History of Valencia, Spain

Founded in 138 BC, under the consulate of Decimus Junius Brutus, Valencia was a settlement for regular soldiers who were also granted land near the new city. Archaeological excavations have unearthed evidence of the first settlement such as holes used to support posts for log cabins and tents at what was most probably a makeshift camp which, within a few years, had given way to more permanent constructions. Valentia quickly prospered and before long started to coin its own money.

The city was razed to the ground in 75 BC during the war waged between Pompey and Sertorius. Discoveries at a site at La Almoina include the dismembered bodies of various soldiers alongside their weapons, which indicates that a skirmish occurred there. As a result of the conflict, it appears that the settlement was virtually abandoned for at least half a century.

From the middle of the first century onwards Valentia gradually recovered lost ground and embarked on a lengthy period of development typified by urban growth, the wealth of the new settlers and the aggrandisement of the city through the construction of large public buildings, such as the forum and the amphitheatre. Sizeable infrastructure projects were also completed, such as a river port next to the modern-day Torres dels Serrans or the water supply system, a facility that the people of Valencia were unable to make use of again until the middle of the nineteenth century.
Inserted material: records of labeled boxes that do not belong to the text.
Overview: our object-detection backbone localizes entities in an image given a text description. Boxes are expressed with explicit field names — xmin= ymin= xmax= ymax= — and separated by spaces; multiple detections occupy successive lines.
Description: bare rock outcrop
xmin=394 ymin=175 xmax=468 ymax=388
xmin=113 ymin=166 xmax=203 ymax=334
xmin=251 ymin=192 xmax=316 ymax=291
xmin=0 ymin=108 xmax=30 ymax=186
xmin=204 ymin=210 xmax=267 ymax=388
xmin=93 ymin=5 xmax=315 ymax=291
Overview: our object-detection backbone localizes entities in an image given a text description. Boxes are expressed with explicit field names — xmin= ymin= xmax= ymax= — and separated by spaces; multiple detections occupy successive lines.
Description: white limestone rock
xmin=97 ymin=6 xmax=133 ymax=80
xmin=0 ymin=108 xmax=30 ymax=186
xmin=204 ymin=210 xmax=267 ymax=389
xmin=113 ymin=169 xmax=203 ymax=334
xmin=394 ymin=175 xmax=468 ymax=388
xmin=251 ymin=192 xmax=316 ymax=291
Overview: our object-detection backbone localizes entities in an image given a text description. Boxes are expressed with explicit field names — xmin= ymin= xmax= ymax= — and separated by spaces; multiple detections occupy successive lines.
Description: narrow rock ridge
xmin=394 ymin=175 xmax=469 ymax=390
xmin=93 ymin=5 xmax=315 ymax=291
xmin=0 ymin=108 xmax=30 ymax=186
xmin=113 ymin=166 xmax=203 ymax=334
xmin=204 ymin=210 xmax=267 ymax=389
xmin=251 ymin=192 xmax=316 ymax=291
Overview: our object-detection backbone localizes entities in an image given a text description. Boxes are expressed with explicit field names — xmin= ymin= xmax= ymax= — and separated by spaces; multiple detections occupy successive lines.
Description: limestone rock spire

Valentia was not immune to the crisis that afflicted the rest of the Roman Empire in the second half of the third century and the city entered a lengthy period of decline during which its boundaries shrank, whole suburbs were left deserted and its infrastructures abandoned. In the middle of the fourth century the city was inhabited by a Christian community drawn there in memory of San Vicente, who was martyred in Valencia in 304.

A century later, at the same time as the first waves of Germanic invaders arrived and in response the power vacuum bequeathed by the Romans, the church took the reins of the city, replacing ancient Roman temples with Christian places of worship. In the sixth century, during the time of Bishop Justinian, Valentia recovered its former glory to some extent. Urban decline was momentarily halted and the city played host to an important regional council. The city acquired a strategic importance following the Byzantine invasion of the south east of the Iberian peninsula in 554 with Visigoth armies using it as a base and fortifying the ancient Roman amphitheatre. The expulsion of the Byzantines in 625 heralded a dark period and what little documentation there is suggests that the city developed little during this period.